El capitán no tenía ningún arco entre las manos, pero a pesar de ello era una figura imponente, encima de su caballo grande y musculoso. Su expresión era seria y mantenía una mano levantada para que sus hombres no dispararan.

—Bajad las armas –gritó al verme, pues yo me había colocado en una posición muy peligrosa, y sus hombres obedecieron.

—Por favor –repetí—. Dejadlo marchar.

—Alera, venid aquí –ordenó Cannan cuando Destari y Narian aparecieron.

Destari se había colocado a mi derecha y sujetaba a Narian con fuerza por el brazo izquierdo. Yo, terca, negué con la cabeza. Aunque no sabía qué conseguiría con ello, tenía cierta esperanza de que Cannan dudara en desobedecer a su reina, o que el desconcierto que yo estaba provocando le diera una oportunidad a Narian de escapar.

—Está desarmado –dijo Destari a gritos.

Cannan asintió con la cabeza.

—Alera, debéis alejaros de aquí.

Al ver que no me movía, el capitán hizo una señal a Halias, que se encontraba justo enfrente de donde yo estaba. Halias desmontó con intención de venir a buscarme, pero yo me coloque detrás de Destari y al lado de Narian, y lo cogí firmemente del brazo derecho.
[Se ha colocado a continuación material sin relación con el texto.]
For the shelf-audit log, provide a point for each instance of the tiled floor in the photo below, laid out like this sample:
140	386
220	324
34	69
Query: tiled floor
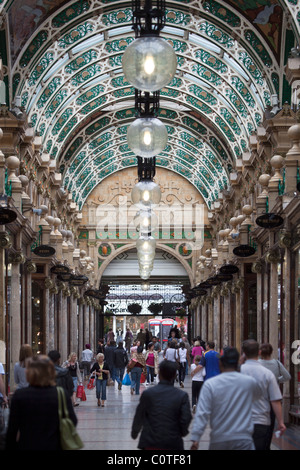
109	428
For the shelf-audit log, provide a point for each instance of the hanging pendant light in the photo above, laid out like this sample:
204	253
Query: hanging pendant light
147	137
146	194
149	63
145	221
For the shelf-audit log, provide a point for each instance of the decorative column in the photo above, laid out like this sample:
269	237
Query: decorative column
292	158
216	322
273	316
226	320
277	163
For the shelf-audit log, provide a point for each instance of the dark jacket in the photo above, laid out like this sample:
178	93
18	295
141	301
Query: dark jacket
163	414
64	380
109	355
120	358
96	367
34	412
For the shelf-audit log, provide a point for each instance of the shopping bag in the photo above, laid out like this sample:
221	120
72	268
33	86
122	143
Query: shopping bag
126	380
143	378
79	391
83	396
91	383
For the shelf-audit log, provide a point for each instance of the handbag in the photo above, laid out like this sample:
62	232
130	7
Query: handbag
79	391
83	396
143	378
69	438
126	380
177	359
91	383
131	365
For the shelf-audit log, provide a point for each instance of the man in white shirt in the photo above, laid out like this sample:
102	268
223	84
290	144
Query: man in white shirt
226	401
270	395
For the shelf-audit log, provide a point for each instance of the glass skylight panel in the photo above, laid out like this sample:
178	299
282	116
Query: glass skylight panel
34	98
88	43
117	31
257	95
204	43
197	80
223	100
99	79
174	31
58	64
232	63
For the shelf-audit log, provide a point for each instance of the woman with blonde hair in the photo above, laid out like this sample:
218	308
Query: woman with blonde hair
33	420
101	369
20	367
72	365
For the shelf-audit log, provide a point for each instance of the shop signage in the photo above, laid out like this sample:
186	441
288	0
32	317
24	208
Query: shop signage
64	277
213	281
269	220
60	269
95	294
79	280
200	292
204	285
7	216
44	251
229	269
224	277
244	250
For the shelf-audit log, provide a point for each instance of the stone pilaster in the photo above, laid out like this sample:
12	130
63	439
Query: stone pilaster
15	321
273	316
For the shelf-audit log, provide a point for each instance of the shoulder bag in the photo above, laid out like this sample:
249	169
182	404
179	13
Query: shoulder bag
69	438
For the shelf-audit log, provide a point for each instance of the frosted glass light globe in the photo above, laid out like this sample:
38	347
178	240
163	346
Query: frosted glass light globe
149	63
146	245
147	137
145	194
145	221
146	258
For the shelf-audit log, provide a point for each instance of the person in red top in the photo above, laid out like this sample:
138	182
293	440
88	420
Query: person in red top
151	363
197	350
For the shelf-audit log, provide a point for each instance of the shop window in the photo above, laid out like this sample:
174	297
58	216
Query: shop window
37	302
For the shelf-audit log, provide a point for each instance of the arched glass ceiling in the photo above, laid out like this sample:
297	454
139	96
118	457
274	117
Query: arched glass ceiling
70	80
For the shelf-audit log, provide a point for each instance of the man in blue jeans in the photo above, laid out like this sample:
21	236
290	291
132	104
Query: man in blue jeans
210	360
120	362
137	370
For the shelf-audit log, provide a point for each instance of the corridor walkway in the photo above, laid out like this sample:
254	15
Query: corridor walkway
109	428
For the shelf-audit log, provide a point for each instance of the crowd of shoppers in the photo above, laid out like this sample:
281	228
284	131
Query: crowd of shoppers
237	395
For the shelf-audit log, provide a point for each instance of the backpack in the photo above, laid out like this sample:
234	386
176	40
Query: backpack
64	380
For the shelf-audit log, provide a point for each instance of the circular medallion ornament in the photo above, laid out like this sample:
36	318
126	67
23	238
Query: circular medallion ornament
244	251
104	249
44	251
269	220
229	269
7	216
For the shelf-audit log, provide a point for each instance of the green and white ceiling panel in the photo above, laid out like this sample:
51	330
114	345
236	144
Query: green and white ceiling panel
96	159
70	80
82	85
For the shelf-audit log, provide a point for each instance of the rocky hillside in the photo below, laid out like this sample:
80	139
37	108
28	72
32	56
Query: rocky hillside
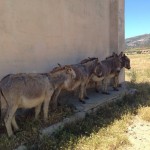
138	41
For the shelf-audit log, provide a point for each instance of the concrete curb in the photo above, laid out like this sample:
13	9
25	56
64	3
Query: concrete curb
82	109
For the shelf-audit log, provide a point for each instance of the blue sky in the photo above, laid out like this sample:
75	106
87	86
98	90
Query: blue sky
137	17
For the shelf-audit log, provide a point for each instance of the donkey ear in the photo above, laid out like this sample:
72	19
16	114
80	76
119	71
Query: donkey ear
114	54
59	64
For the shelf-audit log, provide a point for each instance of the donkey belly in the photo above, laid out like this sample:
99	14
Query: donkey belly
30	103
111	75
97	79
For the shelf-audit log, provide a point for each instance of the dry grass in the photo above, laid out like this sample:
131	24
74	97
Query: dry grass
105	130
144	113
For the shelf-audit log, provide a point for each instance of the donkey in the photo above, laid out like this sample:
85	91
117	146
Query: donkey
85	70
110	67
30	91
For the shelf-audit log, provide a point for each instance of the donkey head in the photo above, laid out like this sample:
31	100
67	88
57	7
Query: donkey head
70	71
125	61
116	62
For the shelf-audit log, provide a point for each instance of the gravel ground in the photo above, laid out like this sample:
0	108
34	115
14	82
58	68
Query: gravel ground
139	135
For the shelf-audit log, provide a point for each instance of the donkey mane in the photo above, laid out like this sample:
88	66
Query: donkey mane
88	59
59	68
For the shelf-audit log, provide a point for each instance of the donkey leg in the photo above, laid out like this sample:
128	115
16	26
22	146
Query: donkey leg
46	104
54	98
37	111
96	87
116	80
8	119
81	94
85	92
14	124
105	87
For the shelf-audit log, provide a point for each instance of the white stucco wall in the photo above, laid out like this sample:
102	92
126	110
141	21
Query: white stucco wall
37	34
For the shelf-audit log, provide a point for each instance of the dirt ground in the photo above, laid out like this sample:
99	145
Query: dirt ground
139	135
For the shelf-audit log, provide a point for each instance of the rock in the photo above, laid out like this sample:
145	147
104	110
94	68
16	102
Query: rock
132	91
21	147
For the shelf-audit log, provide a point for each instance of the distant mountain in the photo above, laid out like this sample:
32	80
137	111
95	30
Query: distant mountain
138	41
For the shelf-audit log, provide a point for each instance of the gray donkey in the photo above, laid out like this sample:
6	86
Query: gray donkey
85	70
29	91
110	68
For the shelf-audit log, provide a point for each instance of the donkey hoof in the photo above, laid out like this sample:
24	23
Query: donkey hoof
97	91
17	131
86	97
120	85
106	93
82	101
115	89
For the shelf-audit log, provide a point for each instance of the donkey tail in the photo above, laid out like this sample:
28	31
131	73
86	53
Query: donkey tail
3	104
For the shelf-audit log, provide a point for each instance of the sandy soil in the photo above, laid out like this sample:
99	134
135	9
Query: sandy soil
139	135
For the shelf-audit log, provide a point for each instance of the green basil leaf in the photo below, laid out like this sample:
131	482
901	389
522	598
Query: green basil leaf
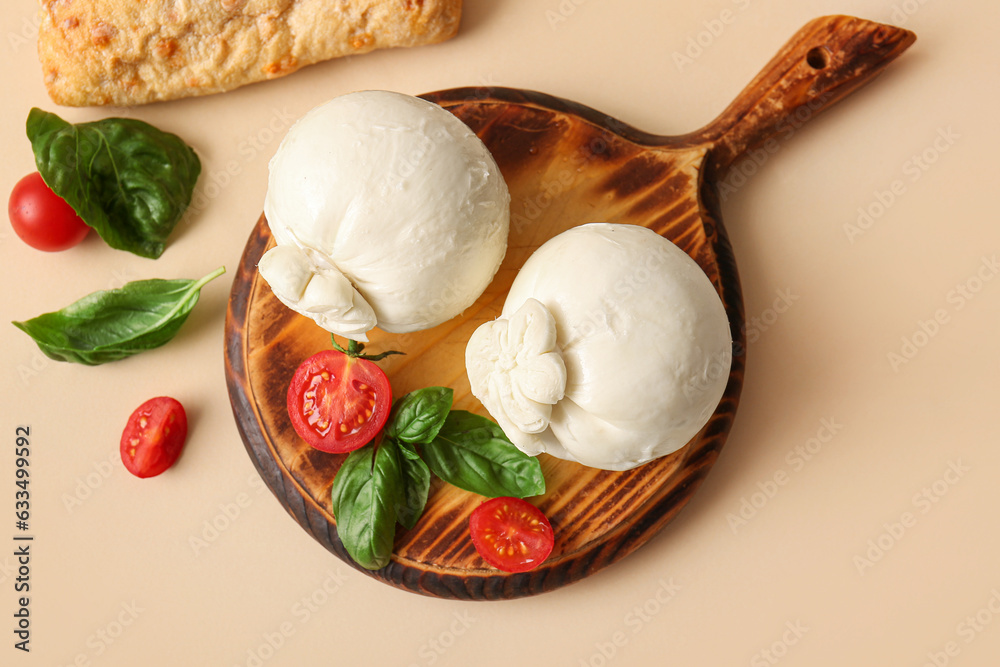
128	180
418	416
113	324
406	450
472	453
416	483
366	494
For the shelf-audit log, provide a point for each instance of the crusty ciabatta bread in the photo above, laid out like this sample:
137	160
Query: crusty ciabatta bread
125	52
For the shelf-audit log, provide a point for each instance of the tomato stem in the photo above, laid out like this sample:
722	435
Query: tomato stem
355	350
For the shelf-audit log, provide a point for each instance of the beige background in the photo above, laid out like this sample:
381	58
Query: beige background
117	580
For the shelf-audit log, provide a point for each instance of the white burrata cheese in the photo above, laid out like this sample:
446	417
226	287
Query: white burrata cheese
613	349
387	211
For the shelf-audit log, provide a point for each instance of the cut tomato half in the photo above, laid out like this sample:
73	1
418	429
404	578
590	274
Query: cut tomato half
338	403
511	534
154	436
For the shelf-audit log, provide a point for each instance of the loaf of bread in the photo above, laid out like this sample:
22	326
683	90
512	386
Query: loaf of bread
125	52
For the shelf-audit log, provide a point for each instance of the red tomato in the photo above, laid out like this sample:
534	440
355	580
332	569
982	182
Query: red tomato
42	218
511	534
154	436
338	403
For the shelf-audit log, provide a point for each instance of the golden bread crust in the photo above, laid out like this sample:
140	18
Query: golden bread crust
125	52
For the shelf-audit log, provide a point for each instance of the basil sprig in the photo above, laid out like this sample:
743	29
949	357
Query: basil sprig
472	453
125	178
113	324
387	483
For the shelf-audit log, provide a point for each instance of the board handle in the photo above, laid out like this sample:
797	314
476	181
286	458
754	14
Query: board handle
829	58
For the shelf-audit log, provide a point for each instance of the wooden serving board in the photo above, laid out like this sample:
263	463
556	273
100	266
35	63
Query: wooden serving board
565	164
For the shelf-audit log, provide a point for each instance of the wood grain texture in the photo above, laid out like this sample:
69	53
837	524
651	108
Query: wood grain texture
565	165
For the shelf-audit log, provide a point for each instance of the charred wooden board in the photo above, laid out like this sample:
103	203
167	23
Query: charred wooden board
566	165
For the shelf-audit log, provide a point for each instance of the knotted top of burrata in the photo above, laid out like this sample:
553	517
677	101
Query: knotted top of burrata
387	211
613	349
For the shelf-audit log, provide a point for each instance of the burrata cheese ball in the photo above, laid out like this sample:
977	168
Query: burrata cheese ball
613	349
387	211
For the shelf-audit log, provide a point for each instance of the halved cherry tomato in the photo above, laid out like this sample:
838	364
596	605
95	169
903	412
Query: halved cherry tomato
154	436
42	218
338	403
511	534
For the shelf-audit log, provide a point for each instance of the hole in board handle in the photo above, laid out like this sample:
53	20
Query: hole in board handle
818	57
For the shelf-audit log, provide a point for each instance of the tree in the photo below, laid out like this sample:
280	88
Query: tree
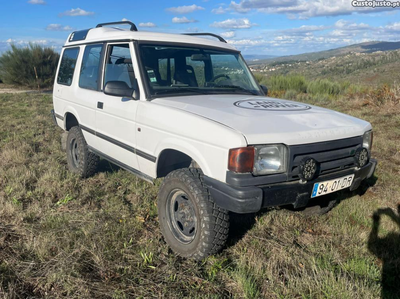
30	66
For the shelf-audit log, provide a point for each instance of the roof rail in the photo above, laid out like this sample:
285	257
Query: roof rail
133	26
209	34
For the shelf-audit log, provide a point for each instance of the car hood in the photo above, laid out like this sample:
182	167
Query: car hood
267	120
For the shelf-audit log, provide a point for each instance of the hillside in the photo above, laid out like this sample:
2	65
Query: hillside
368	47
369	68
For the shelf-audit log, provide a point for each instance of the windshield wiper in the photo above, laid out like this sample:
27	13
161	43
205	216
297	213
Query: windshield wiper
238	88
179	89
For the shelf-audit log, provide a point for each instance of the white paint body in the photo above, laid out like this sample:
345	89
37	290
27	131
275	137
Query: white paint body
203	127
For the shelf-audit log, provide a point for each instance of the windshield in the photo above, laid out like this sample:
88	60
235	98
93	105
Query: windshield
175	70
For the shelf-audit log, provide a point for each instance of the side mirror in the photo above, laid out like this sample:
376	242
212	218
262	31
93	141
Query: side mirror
265	89
118	89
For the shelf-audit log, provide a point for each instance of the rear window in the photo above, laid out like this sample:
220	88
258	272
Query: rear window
67	66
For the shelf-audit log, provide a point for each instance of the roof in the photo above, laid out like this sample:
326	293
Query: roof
112	33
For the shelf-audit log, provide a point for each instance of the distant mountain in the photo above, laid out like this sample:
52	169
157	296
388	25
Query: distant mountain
369	47
255	58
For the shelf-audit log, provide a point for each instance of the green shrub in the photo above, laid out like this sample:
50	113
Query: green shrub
291	82
259	77
17	66
323	86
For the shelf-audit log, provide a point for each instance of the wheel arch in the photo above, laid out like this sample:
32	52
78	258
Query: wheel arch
71	119
170	159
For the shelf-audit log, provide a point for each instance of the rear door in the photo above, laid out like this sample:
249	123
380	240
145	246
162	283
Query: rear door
115	116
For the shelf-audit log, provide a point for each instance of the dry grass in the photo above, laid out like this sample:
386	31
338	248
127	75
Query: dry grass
61	236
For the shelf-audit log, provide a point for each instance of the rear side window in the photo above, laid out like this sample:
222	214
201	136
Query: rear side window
90	67
67	66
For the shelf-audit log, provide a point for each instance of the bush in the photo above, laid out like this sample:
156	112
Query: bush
259	77
17	66
323	86
292	82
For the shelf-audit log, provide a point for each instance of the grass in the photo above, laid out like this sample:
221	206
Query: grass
65	237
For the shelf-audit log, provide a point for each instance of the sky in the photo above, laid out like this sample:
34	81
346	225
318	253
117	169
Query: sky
257	27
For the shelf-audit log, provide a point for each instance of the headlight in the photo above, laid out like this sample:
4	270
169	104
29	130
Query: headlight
367	140
270	159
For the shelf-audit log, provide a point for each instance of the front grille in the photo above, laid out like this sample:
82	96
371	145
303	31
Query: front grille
331	155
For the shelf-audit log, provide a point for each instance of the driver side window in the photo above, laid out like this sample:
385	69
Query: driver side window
118	65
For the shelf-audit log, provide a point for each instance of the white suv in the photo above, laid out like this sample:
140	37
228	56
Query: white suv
188	109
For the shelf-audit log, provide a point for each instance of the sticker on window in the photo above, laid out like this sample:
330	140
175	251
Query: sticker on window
152	76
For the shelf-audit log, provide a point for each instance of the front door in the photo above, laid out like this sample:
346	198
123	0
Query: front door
115	116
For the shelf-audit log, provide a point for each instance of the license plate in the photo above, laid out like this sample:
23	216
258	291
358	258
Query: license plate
323	188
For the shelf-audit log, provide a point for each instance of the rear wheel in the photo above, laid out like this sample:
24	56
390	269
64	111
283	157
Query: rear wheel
80	160
191	223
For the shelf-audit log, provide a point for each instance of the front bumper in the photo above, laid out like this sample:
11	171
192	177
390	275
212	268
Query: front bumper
244	200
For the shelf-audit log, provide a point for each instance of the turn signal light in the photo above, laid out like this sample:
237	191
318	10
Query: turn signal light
241	159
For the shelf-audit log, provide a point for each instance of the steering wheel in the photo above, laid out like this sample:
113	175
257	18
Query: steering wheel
219	76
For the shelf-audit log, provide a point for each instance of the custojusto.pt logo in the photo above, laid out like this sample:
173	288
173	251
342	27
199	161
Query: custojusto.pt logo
375	4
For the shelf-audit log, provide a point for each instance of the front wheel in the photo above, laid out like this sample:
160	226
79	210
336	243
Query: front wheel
191	223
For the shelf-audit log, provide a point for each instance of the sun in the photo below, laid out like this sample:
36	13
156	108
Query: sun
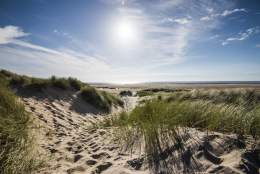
125	32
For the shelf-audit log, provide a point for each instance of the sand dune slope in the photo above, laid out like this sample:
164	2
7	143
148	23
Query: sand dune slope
70	145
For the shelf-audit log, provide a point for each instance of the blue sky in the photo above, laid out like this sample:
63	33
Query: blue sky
126	41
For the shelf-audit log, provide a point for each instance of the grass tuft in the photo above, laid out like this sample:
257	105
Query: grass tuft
100	99
16	150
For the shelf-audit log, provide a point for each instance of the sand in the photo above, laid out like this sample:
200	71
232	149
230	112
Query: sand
70	144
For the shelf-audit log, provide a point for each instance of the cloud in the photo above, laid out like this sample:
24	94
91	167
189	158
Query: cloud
9	33
242	35
181	21
62	33
223	14
229	12
38	60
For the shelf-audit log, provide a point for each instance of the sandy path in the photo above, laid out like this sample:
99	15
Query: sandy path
70	146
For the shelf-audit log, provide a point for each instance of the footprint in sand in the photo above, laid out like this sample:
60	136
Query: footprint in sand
91	162
76	169
101	155
100	168
77	158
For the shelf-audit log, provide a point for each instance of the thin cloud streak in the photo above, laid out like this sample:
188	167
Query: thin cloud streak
242	35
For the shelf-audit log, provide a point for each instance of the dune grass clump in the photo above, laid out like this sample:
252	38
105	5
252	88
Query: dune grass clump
239	97
100	99
41	83
126	93
16	142
160	123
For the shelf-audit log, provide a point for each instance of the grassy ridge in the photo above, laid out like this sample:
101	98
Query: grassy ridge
16	142
39	83
159	122
100	99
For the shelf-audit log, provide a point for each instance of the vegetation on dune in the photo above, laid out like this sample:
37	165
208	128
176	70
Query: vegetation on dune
100	99
152	91
161	122
16	150
126	93
40	83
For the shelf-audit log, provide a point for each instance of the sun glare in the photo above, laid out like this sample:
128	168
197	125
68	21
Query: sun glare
125	32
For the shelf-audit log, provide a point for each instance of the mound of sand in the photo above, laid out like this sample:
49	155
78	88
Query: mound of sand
71	146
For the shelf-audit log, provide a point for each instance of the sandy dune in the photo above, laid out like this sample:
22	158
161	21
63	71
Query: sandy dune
70	145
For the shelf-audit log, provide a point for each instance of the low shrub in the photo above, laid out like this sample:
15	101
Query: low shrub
75	83
16	141
126	93
100	99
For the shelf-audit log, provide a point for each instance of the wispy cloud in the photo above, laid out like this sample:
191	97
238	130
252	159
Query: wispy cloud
182	21
63	62
242	35
10	33
62	33
225	13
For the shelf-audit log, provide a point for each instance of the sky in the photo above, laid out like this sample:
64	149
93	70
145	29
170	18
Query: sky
130	41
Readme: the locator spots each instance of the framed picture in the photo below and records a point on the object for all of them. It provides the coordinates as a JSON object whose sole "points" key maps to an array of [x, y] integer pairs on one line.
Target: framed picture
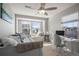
{"points": [[6, 16]]}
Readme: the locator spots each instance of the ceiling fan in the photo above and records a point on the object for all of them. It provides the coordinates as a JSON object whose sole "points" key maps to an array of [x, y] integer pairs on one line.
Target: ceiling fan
{"points": [[42, 9]]}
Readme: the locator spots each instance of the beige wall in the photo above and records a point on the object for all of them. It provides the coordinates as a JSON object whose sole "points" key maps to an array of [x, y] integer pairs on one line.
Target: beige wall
{"points": [[5, 27]]}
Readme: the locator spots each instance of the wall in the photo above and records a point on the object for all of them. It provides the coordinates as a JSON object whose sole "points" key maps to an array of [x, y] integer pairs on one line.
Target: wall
{"points": [[5, 27], [55, 21], [32, 18]]}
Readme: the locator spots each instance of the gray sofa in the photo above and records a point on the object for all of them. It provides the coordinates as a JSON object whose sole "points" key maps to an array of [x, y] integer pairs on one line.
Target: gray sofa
{"points": [[11, 51]]}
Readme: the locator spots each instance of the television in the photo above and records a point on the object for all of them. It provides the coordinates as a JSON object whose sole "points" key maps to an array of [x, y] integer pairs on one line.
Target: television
{"points": [[60, 32]]}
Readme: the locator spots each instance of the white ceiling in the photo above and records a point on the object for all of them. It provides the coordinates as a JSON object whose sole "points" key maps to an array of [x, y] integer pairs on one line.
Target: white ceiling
{"points": [[19, 8]]}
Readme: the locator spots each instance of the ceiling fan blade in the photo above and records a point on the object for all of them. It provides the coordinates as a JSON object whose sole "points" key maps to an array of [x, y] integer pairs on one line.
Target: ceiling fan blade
{"points": [[52, 8], [42, 7]]}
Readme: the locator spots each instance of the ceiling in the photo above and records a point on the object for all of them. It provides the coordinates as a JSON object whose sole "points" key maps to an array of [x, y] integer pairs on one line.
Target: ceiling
{"points": [[19, 8]]}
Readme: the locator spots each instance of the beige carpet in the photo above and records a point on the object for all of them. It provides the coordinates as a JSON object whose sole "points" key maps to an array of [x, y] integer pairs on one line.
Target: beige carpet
{"points": [[48, 51]]}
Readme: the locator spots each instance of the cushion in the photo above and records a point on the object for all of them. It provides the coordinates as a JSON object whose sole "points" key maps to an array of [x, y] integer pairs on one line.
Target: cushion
{"points": [[9, 41]]}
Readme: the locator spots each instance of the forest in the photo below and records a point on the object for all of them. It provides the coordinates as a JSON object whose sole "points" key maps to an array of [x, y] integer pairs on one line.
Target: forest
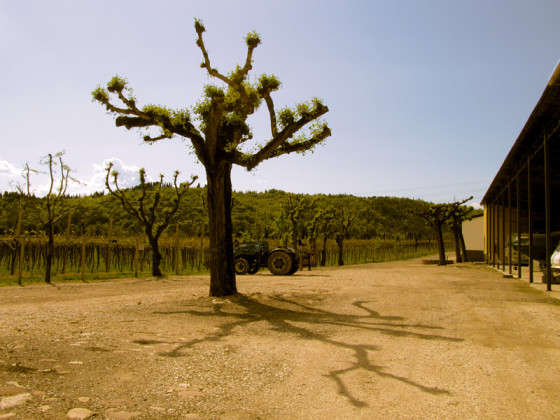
{"points": [[100, 239], [255, 215]]}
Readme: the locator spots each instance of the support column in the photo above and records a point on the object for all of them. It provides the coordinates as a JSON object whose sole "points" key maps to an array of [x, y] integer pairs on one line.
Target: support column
{"points": [[530, 219], [547, 213]]}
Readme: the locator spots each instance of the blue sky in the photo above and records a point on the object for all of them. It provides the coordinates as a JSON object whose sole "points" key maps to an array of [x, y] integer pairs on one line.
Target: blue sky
{"points": [[426, 97]]}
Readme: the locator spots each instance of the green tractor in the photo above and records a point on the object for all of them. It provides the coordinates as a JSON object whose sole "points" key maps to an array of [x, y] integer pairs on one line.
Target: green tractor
{"points": [[250, 256]]}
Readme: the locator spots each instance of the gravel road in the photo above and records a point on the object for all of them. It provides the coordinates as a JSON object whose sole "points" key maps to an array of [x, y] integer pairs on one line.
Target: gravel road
{"points": [[399, 340]]}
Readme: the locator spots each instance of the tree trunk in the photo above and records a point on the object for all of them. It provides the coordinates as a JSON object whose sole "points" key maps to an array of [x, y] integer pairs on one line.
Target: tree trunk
{"points": [[324, 252], [462, 241], [50, 253], [339, 244], [456, 236], [156, 256], [441, 246], [222, 274]]}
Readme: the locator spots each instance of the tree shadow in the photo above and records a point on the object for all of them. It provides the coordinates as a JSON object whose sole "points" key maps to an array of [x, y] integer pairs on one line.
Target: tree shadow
{"points": [[287, 316]]}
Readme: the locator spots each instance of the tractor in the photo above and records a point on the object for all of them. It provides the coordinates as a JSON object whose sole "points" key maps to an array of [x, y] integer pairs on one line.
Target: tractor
{"points": [[250, 256]]}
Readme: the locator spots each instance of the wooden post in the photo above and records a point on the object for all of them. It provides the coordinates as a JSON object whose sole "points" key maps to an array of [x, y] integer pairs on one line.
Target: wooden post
{"points": [[83, 259], [530, 218], [136, 257], [510, 253], [547, 211], [177, 250]]}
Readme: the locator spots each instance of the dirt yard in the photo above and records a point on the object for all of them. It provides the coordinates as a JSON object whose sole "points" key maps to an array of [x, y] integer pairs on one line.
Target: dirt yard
{"points": [[397, 340]]}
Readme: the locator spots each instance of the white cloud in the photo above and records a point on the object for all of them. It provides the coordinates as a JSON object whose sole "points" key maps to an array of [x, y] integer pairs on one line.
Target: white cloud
{"points": [[8, 170], [128, 177]]}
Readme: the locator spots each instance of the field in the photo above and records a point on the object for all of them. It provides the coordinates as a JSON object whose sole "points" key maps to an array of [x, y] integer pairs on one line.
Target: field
{"points": [[372, 341], [95, 258]]}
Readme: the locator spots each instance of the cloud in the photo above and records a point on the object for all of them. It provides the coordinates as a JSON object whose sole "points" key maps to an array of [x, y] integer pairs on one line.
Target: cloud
{"points": [[128, 177], [8, 170]]}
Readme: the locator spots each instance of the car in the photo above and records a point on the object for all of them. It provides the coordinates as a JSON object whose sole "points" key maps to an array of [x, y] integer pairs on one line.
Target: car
{"points": [[555, 262]]}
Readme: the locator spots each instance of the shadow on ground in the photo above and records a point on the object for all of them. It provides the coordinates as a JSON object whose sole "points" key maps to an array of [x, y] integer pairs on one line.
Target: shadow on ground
{"points": [[293, 318]]}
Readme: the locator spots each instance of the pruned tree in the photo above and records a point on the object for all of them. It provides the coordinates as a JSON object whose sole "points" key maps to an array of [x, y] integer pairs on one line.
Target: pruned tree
{"points": [[458, 214], [218, 133], [437, 215], [295, 209], [149, 209], [342, 222], [322, 227], [52, 207]]}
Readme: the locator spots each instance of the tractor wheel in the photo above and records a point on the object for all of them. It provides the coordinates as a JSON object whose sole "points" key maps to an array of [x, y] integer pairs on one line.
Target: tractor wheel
{"points": [[241, 266], [280, 263], [295, 267], [253, 270]]}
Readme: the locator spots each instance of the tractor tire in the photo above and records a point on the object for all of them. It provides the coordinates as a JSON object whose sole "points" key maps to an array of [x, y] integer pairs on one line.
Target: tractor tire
{"points": [[241, 266], [280, 263], [295, 267], [253, 270]]}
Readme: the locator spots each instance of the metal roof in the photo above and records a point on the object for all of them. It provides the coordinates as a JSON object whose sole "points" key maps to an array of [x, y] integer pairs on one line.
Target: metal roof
{"points": [[544, 120]]}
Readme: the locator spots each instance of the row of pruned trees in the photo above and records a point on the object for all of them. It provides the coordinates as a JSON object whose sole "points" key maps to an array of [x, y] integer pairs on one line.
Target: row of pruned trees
{"points": [[151, 209], [453, 215]]}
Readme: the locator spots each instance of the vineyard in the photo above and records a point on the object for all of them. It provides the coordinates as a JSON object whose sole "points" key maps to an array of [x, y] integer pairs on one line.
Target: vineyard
{"points": [[90, 258]]}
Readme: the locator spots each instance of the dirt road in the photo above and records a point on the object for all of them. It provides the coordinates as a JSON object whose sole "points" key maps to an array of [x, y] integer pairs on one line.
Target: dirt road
{"points": [[379, 341]]}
—Hay cosas que no sabes –le dije a Cannan en voz alta y fuerte, a pesar de mi angustia. Miré desesperadamente a Destari, buscando su apoyo, pero él se limitó a mirarme con cierta comprensión y a menear la cabeza.

—Alera, basta.

Fue la voz de Narian lo que finalmente hizo que abandonara mi obstinación. Me quedé inmóvil, esperando. El me miró con calma, y empezó a mover el brazo para lo soltara. Entonces se apartó un poco de mí y noté que me quitaba la daga que yo llevaba sujeta en el antebrazo izquierdo. Con un rápido gesto, se la escondió en la cintura del pantalón.

—Cannan tiene razón –continuó Narian en tono sensato y con voz baja, pues quería que solamente yo lo oyera— Debes ir con Halias.

Lo miré, desconcertada, y vi que Destari, el único que lo había oído, lo miraba con agradecimiento.